Thursday, March 17, 2011

some staples

This is a short post, because there wasn't any drama in the acquisition of ingredients.

I made preserved lemons. A couple of cuts, some salt and some juice. the recipe says to put in a jar, but I tried that and it was going to take too much salt to cover everything, so I put them in a zip bag. I put them in the bottom of the fridge, and in a month, I plan to look like a genius.

I made the basic tomato sauce. I looked at the recipe for this, and was like, well, yeah, tomato sauce. Yawn. It isn't a lot of ingredients, and I was expecting really basic tomato sauce. But when it was done, it was really good. Like, stunningly. I suspect it was partly because I started with San Marzano tomatoes, and partly because it reduced a good bit, but I can't wait to use that stuff.

I made brown chicken stock. Actually, there was a little acquisition drama here. I asked the guy at Whole Foods if they had any chicken backs, because I didn't want to buy too much chicken to basically boil away. He said they did, and they were 69 cents a pound. The drama: I FOUND SOMETHING IN THE WHOLE FOODS MEAT DEPARTMENT THAT COST LESS THAN $1 PER POUND!!!!!!!!!! It felt like magic.

I used the backs and some drumsticks, as well as the herbs and aromatics. Then when it was done, I picked the meat off the bones and made chicken salad with it. It felt like it was free at that point. And it was good chicken salad.

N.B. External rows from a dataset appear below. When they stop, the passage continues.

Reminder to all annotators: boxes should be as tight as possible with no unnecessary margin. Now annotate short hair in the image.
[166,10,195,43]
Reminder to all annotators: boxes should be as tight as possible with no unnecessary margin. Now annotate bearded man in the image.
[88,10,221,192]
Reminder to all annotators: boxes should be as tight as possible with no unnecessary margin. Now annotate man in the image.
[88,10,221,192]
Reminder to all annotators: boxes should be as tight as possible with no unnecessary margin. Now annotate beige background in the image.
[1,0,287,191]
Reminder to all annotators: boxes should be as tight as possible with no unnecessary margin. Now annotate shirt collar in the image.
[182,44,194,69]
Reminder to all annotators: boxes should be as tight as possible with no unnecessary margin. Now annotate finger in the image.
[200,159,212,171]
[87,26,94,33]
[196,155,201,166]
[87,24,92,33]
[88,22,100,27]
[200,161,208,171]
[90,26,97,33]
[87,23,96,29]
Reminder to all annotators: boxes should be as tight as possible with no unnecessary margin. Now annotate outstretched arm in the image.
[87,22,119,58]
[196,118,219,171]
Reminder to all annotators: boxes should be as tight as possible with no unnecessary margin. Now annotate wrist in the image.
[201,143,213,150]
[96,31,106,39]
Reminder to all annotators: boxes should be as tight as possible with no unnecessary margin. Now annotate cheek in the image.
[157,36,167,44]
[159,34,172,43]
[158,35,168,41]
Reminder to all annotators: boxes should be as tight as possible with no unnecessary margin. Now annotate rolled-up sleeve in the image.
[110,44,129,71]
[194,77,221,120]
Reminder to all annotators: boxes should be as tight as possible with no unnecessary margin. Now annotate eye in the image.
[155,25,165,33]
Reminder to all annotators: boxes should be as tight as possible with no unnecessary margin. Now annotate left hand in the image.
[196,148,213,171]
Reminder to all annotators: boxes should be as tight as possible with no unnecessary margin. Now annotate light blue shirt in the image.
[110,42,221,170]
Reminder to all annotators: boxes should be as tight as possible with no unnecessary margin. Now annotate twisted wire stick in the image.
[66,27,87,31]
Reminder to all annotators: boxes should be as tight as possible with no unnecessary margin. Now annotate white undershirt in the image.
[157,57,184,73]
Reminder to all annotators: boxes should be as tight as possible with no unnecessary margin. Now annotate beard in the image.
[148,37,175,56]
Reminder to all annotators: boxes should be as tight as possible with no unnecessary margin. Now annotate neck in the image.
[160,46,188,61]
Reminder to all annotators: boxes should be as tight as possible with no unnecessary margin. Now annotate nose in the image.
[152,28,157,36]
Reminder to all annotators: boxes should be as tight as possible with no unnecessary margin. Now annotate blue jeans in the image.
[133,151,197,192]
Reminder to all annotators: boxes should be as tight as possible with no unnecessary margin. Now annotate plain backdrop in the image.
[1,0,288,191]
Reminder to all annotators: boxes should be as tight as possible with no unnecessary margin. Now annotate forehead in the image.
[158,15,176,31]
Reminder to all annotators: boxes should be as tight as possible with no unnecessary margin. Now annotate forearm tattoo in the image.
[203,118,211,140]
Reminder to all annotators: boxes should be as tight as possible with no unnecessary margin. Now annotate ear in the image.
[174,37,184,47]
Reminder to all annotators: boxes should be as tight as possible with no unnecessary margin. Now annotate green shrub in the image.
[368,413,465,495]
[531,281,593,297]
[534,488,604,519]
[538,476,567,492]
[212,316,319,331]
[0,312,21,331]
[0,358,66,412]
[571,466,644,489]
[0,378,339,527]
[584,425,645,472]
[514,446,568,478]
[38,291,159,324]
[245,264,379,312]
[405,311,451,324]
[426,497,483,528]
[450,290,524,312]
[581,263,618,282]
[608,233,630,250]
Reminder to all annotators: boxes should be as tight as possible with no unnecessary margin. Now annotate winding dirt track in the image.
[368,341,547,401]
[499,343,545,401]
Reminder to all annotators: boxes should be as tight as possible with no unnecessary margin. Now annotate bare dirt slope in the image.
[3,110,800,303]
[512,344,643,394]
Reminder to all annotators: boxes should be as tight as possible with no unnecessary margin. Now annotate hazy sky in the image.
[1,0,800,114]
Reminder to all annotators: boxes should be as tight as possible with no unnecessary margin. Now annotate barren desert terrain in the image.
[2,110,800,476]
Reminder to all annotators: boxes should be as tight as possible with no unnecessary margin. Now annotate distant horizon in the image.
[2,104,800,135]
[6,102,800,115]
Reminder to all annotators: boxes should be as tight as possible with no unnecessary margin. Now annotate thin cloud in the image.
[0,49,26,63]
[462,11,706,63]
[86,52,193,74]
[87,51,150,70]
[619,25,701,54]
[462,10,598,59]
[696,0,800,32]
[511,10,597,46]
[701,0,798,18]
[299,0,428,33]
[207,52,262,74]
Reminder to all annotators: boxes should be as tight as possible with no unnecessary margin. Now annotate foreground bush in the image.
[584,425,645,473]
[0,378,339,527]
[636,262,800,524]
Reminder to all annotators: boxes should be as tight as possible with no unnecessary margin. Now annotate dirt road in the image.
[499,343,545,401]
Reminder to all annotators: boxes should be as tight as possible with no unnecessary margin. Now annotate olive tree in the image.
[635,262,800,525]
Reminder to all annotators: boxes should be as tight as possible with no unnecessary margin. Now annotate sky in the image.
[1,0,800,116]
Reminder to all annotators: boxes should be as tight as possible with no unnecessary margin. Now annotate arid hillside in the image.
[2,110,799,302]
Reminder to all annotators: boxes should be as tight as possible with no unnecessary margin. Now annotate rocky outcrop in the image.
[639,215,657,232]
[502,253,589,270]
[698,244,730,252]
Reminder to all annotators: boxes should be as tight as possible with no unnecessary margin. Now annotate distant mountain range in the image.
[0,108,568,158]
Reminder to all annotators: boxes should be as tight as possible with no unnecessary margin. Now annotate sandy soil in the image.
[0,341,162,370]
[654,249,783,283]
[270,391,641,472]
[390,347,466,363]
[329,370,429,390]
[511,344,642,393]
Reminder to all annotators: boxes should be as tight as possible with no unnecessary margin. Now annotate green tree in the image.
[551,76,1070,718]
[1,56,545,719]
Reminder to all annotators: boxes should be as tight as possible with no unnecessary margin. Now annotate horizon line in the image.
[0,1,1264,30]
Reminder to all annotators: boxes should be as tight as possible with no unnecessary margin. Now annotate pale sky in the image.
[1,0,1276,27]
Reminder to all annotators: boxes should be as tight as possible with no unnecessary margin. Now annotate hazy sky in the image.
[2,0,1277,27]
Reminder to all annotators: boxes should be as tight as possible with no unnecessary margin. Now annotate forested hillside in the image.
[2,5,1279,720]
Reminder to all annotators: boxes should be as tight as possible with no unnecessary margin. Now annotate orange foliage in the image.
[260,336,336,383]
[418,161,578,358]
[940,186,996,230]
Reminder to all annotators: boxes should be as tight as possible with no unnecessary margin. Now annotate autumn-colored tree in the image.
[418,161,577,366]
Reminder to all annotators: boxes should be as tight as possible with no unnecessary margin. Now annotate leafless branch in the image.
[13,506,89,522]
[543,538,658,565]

Oh, and when it came time to freeze the stock and the tomato sauce, I learned something: The silicone cupcake pans that I bought way too many of a couple of years ago hold exactly one-half cup. So now I have them perfectly portioned in the freezer. And I am keeping December open so I can go collect my Nobel prize.

Up next: snapper tartare


Kristen said...

it's like an urban legend.

web said...

much better than using ice cube trays to freeze stock.